Upon entering the house, and a parlour opening upon a lawn in the back part, I was introduced to Mademoiselle his sister, a beautiful girl, a year, or perhaps more, younger than her brother. She rose from an English piano as I entered, whilst her brother introduced me with a preamble, which he rolled off his tongue in a moment. A refreshment of fruit, capillaire, and a sweet wine, of which I knew not the name, was shortly placed before me, and the young people conversed with me about England and Calais, and whatever I told them of my own concerns, with as much ease and apparent interest, as if we had been born and lived in the same village.
Mademoiselle informed me, that the people in Calais had no character at all; that they were fishermen and smugglers, which last business they carried on in war as well as in peace, and had no reputation either for honesty or industry; that she had no visiting society at Calais, and never went to the town but on household business; that the price of every thing had doubled within four years, but that the late plenty, and the successes of the Emperor, were bringing every thing to their former standard; that her father payed very moderate taxes; her brother stated about five Louis annually; but they differed in this point. The house was of that size and order, which in England would have paid at least thirty pounds, and added to this was a domain of between sixty and seventy arpents.
The dinner, whether in compliment to me, or that things have now all taken this turn in France, was in substance so completely English, and served up in a manner so English, as almost to call forth an exclamation of surprise. When we enter a new country, we so fully expect to find every thing new, as to be surprised at almost any necessary coincidence. This characteristic difference is very rapidly wearing off in every kingdom in Europe. A couple of fowls, a rice-pudding, and a small chine, composed our dinner. It was served in a pretty kind of china, and with silver forks. The cloth was removed as in England, and the table covered with dried fruits, confectionary, and coffee; a tall silver epergne supporting small bottles of capillaire, and sweetmeats in cut glass. The fruits were in plates very tastily painted in landscape by Mademoiselle; and at the top and bottom of the table was a silver image of Vertumnus and Pomona, of the same height with the epergne in the centre. The covering of the table was a fine deep green cloth, spotted with the simple flower called the double daisy.

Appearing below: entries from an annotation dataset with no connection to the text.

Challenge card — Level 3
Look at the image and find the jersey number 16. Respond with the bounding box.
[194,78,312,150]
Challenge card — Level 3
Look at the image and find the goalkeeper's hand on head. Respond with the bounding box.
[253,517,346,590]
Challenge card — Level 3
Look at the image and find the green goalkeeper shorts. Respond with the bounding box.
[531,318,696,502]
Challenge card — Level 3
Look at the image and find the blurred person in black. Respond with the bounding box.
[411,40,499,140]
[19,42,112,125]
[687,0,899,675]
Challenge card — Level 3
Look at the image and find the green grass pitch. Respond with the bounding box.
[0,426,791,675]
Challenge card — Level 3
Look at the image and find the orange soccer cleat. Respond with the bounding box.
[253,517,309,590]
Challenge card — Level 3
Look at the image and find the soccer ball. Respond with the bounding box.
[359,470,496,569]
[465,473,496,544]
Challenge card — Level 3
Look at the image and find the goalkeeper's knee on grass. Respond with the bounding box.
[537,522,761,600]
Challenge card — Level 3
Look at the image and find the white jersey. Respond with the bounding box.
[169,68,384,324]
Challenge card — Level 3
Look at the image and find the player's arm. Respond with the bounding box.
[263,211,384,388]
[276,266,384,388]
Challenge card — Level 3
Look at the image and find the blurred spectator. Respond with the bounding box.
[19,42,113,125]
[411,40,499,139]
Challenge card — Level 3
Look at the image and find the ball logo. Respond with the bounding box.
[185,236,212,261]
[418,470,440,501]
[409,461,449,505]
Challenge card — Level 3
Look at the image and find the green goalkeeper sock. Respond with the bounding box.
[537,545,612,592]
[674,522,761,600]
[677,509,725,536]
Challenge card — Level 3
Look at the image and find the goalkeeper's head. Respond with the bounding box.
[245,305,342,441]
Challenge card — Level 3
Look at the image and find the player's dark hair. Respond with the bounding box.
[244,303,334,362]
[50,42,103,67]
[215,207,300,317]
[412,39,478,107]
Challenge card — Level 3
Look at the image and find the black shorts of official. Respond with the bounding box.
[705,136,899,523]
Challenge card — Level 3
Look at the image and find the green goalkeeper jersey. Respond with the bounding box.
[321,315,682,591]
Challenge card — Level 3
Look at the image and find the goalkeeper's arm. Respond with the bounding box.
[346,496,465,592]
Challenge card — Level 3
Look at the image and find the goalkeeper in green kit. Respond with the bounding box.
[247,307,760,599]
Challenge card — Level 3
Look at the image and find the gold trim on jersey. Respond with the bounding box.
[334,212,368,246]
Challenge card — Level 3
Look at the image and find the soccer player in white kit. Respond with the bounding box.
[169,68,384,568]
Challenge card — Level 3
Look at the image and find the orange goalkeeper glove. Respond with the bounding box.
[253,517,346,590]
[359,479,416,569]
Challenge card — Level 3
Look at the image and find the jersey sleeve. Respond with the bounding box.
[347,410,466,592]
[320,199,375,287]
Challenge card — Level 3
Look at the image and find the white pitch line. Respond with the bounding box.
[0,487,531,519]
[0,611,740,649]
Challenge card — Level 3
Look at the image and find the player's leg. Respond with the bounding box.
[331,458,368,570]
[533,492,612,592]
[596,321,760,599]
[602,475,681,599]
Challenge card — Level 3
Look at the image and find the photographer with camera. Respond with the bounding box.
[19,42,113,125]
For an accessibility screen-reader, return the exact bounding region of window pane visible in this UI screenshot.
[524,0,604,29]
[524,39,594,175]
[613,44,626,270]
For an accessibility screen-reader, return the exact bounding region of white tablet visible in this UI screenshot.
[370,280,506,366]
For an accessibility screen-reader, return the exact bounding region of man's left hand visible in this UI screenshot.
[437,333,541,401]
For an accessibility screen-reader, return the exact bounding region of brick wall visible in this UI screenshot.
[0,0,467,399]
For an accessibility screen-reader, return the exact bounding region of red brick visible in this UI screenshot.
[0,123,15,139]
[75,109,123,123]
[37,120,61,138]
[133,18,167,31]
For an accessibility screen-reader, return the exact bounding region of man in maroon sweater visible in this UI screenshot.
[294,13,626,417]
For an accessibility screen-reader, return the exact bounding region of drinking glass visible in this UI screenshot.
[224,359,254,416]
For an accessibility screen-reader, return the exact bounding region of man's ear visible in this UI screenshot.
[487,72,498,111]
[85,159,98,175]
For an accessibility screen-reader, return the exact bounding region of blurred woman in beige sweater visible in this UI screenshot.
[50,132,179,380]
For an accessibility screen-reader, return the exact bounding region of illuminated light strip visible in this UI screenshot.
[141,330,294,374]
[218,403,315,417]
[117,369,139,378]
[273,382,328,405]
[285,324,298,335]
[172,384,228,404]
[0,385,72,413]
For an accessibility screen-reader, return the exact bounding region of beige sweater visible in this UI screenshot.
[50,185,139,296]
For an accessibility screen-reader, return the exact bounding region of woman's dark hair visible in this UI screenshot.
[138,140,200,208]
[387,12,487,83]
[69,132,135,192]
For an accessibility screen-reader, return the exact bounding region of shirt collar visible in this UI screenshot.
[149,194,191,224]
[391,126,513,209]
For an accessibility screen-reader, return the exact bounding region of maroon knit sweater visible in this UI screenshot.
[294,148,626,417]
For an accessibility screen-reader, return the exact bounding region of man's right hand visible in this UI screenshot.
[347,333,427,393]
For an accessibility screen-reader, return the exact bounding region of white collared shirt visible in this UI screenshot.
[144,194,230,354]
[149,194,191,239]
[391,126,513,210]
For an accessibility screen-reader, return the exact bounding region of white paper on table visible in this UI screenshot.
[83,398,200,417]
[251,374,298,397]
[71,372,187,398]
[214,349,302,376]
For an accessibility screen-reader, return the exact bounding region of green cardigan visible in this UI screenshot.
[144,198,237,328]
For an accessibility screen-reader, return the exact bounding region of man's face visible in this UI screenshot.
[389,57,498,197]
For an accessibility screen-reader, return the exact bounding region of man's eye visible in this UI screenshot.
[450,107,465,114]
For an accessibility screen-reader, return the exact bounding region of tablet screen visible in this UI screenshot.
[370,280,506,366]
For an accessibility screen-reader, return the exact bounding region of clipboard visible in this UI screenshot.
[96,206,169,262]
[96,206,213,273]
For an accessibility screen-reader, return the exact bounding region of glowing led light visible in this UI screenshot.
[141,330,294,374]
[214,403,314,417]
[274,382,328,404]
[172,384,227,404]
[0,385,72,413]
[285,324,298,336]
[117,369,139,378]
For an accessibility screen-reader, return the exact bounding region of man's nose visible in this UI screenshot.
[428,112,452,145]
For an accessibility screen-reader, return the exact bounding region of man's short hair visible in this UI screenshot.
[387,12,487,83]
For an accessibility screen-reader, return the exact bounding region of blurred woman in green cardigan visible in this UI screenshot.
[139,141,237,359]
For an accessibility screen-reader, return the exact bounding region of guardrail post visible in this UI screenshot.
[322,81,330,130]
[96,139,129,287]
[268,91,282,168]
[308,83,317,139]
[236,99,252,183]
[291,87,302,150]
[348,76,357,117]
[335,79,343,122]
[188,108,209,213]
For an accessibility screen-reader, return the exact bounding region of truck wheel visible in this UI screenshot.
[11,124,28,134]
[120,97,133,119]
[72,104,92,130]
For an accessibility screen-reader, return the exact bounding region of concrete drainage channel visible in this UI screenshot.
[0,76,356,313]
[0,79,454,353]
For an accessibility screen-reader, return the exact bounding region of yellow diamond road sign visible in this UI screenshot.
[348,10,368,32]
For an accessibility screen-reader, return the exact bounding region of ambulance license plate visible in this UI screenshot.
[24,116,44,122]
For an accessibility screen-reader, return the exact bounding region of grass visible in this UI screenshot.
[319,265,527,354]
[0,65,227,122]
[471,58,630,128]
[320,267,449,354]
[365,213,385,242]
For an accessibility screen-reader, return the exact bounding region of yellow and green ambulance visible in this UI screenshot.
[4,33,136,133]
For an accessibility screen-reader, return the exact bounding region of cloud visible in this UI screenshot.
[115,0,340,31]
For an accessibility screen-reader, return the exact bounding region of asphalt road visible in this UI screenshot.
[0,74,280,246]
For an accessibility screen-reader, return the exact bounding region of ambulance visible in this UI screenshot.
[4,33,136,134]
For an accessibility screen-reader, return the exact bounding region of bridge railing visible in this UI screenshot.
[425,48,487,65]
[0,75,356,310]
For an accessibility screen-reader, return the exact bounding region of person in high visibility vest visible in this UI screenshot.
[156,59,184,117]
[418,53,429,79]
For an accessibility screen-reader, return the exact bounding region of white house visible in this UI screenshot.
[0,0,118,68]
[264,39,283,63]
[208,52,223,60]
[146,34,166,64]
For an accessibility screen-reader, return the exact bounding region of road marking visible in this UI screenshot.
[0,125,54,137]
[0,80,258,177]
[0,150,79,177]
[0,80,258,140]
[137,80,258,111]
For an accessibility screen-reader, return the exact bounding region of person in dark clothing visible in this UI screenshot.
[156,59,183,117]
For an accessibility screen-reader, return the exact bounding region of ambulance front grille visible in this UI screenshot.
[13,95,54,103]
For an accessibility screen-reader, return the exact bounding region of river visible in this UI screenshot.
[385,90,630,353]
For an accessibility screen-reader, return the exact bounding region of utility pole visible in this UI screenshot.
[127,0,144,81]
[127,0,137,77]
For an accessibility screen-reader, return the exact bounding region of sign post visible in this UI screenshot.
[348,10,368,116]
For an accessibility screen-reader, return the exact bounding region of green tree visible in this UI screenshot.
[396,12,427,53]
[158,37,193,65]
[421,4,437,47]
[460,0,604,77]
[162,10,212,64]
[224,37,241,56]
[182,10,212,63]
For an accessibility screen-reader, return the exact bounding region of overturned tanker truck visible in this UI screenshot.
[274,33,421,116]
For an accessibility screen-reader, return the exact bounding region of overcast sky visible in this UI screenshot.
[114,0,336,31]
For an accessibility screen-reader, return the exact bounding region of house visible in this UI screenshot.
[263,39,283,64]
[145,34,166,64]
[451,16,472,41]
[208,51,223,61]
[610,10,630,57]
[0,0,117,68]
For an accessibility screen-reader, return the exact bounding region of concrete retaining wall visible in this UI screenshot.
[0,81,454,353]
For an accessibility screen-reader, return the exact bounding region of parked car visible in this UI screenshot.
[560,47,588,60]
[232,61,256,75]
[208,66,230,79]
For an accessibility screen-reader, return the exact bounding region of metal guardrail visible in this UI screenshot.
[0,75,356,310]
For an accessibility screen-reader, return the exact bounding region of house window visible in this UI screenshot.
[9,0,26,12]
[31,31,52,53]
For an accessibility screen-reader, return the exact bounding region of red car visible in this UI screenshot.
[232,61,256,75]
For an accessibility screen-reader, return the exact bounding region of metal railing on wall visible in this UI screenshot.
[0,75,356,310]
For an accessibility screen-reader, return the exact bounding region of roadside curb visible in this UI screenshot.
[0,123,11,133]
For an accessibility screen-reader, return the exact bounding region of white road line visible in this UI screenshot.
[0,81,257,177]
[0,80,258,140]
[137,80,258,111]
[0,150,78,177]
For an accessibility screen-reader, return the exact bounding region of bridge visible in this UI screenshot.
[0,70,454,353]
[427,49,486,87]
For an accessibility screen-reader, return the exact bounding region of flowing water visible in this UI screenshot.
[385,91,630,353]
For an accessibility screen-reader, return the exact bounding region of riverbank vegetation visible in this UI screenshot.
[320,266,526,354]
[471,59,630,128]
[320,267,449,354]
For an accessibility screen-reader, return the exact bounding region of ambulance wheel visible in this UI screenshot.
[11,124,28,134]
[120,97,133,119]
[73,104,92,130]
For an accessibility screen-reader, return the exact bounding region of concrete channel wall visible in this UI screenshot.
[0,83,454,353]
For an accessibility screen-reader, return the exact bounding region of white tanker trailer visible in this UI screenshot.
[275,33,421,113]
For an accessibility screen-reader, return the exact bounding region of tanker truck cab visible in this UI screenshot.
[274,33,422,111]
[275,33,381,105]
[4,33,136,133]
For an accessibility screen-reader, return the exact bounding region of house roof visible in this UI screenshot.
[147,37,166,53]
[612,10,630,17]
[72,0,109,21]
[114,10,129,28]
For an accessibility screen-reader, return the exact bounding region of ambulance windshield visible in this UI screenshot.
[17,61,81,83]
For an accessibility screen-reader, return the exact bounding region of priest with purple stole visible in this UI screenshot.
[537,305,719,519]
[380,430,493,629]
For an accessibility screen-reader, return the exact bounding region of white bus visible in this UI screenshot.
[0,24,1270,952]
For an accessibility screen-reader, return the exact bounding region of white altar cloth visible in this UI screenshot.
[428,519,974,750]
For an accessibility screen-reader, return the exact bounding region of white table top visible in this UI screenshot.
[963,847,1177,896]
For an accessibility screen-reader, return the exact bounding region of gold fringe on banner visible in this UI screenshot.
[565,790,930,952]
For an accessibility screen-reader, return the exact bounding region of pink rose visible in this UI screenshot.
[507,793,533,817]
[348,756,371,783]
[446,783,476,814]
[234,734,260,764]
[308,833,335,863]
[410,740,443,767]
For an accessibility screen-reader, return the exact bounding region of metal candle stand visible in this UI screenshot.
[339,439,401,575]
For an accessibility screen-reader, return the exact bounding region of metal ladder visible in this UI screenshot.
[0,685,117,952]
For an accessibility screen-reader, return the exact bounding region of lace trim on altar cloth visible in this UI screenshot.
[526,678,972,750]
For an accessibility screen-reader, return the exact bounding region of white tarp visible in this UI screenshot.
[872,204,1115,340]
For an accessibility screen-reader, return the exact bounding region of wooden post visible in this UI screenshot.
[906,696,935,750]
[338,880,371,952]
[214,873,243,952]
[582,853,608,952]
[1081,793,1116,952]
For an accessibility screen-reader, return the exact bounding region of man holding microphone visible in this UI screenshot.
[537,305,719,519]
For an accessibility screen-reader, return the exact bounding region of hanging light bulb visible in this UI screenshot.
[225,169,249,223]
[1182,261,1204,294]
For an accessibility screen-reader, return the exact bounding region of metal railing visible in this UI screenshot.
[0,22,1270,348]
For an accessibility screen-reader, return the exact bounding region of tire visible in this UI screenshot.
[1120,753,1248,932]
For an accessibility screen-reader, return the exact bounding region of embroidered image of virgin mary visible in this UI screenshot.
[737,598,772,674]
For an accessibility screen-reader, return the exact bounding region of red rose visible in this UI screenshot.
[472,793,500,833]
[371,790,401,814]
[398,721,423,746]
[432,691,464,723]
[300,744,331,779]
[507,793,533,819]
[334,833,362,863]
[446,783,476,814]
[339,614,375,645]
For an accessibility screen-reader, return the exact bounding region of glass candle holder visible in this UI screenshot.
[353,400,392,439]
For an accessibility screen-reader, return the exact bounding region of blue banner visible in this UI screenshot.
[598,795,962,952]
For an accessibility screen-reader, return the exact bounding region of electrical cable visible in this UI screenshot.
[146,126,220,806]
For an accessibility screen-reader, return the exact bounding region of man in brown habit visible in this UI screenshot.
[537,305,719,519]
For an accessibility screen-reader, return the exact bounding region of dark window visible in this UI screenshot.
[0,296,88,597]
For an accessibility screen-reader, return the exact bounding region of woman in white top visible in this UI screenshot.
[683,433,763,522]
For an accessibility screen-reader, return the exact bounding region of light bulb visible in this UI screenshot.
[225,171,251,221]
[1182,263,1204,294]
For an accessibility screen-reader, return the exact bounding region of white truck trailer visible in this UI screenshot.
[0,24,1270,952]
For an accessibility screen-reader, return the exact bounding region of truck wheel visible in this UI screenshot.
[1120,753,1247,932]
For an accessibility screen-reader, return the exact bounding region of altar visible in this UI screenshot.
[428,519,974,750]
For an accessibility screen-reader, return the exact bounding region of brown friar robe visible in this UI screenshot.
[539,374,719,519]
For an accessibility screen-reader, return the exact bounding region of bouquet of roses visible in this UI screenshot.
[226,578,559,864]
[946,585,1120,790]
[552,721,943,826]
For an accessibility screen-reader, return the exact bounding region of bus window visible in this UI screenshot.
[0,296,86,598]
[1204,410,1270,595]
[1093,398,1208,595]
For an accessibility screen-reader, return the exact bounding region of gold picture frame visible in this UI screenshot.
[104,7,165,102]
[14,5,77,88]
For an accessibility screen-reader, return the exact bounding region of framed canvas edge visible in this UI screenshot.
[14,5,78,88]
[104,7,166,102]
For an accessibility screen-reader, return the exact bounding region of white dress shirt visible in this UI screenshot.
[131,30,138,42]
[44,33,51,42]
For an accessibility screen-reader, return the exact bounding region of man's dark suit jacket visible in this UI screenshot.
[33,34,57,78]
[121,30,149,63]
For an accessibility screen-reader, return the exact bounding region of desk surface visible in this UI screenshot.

I am the more particular in this description, as the dinner was thus served, and the table thus appointed, without any apparent preparation, as if it was all in their due and daily course. Indeed, I have had occasion frequently to observe, that the French ladies infinitely excel those of every other nation in these minor elegancies; in a cheap and tasteful simplicity, and in giving a value to indifferent things by a manner peculiar to themselves. Mademoiselle left us after the first cup of coffee, saying, that she had heard that it was a custom in England, that gentlemen should have their own conversation after dinner. I endeavoured to turn off a compliment in the French style upon this observation, but felt extremely awkward, upon foundering in the middle of it, for want of more familiar acquaintance with the language. Monsieur, her brother, perceived my embarrassment, and becoming my interpreter, helped me out of it with much good-humour, and with some dexterity. I resolved, however, another time, never to tilt with a French lady in compliment.